La società maschilista dunque cerca di sminuire e mettere in discussione anche questo; i nuovi nati infatti escono da una parte del corpo femminile vicinissima ad altre parti che ricoprono funzioni basse e sporche: l’evacuazione delle feci e dell’urina. La puerpera è dunque contaminata e impura. Il passaggio successivo è cercare di scindere il parto dalla natività in modo che questa seconda possa essere attribuita anche a figure maschili (Atena, per esempio, nasce dalla testa di Zeus; e Dioniso dimora gli ultimi tre mesi nella coscia del padre prima di venire al mondo).
Nonostante il maschilismo imperante, tuttavia, la tragedia attica genera personaggi femminili di indiscusso spessore etico e forte personalità, ben al di sopra dei loro comprimari uomini; sono vere e proprie eroine Antigone, Alcesti, Medea. E lo stesso Socrate, rappresentato nel Simposio, dice di voler sapere la verità sull’amore, e di averla appresa solo da Diotima: una donna, una sacerdotessa e una straniera (in quanto non attica). Ecco che dunque la donna non solo partorisce i figli ma può anche partorire la verità, la quale supera persino il logos maschile. E non è un caso, dice Curi, che la celebre Pizia sia rappresentata nella stessa posizione e nelle stesse condizioni di una partoriente: seduta, avvolta tra vapori, e emettendo grida inarticolate.
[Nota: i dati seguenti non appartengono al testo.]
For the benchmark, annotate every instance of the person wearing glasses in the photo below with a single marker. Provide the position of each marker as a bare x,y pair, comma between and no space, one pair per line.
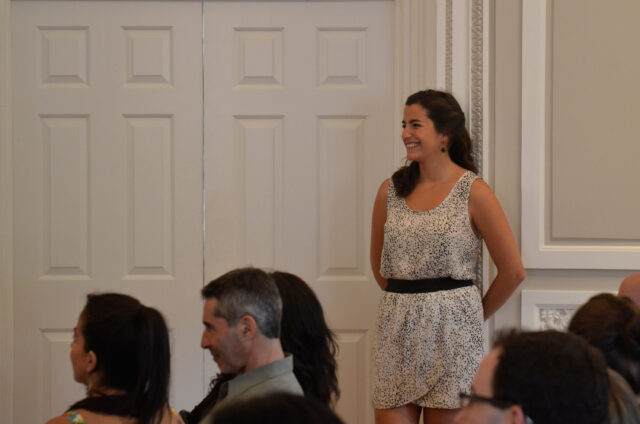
538,377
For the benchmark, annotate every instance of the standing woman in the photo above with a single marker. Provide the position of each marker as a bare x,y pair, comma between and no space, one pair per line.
428,223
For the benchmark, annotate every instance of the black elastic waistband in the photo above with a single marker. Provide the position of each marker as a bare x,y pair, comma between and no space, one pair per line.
426,285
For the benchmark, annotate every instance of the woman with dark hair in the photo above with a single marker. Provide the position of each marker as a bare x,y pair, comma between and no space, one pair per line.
612,325
120,352
428,223
306,336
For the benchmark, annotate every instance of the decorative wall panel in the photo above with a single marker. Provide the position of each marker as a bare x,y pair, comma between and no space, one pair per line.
150,247
342,57
66,195
556,232
259,171
258,57
64,55
149,53
341,232
551,309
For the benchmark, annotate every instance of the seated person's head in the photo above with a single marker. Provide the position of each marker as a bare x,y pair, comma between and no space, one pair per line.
121,353
541,377
623,405
612,325
630,287
305,334
242,309
276,408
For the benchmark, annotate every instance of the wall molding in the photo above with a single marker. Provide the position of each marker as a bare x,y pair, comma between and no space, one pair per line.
537,250
551,309
6,216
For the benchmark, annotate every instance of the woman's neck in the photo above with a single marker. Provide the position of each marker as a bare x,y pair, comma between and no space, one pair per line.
438,169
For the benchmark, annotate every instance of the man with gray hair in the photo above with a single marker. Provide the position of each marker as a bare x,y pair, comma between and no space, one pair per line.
242,313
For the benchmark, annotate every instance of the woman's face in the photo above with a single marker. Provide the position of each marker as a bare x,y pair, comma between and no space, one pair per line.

In questo contesto Cassandra è una figura unica e del tutto particolare; istruita da Apollo in persona nell’arte della mantica (cioè della divinazione) viene successivamente condannata dal dio stesso a non essere mai creduta per non aver voluto concedersi a lui. Nessuno le crede dunque quando dice che Paride non deve partire per la Grecia (dove poi rapirà Elena) né quando profetizza che il cavallo di legno sarà la rovina di Troia. Le sue visioni sono esatte e chiarissime, a differenza degli enigmatici vaticini della Pizia; sono il frutto dell’esplorazione di una dimensione inattingibile agli altri mortali che comprende e conosce presente, passato e futuro. Cassandra è dunque portatrice della vera e propria conoscenza: ed è una donna.
Tuttavia, e questa potrebbe essere considerata ulteriore metafora, la conoscenza personificata da Cassandra è condannata a rimanere inascoltata dal potere maschile che, spesso in maniera miope, considera la conoscenza della verità un limite o una minaccia alla sua propria solidità.
Da una parte dunque l’inevitabile considerazione che il sapere di Cassandra risulta inutile agli altri e addirittura dannoso per colei che ne è la depositaria; dall’altro la speranza, che Curi esprime, che nel tempo presente “le conseguenze del tacitare i sapienti non siano funeste e luttuose come lo furono in quel caso”.
Viene da concludere dunque: non tacitiamo le donne e non tacitiamo i sapienti (uomini e donne)!
Nota: il presente articolo si basa sulla lectio tenuta dal Professor Curi nell’ambito del ciclo “Variazioni sul mito” al Teatro Franco Parenti di Milano e sull’intervista a lui fatta da Maria Teresa Magi.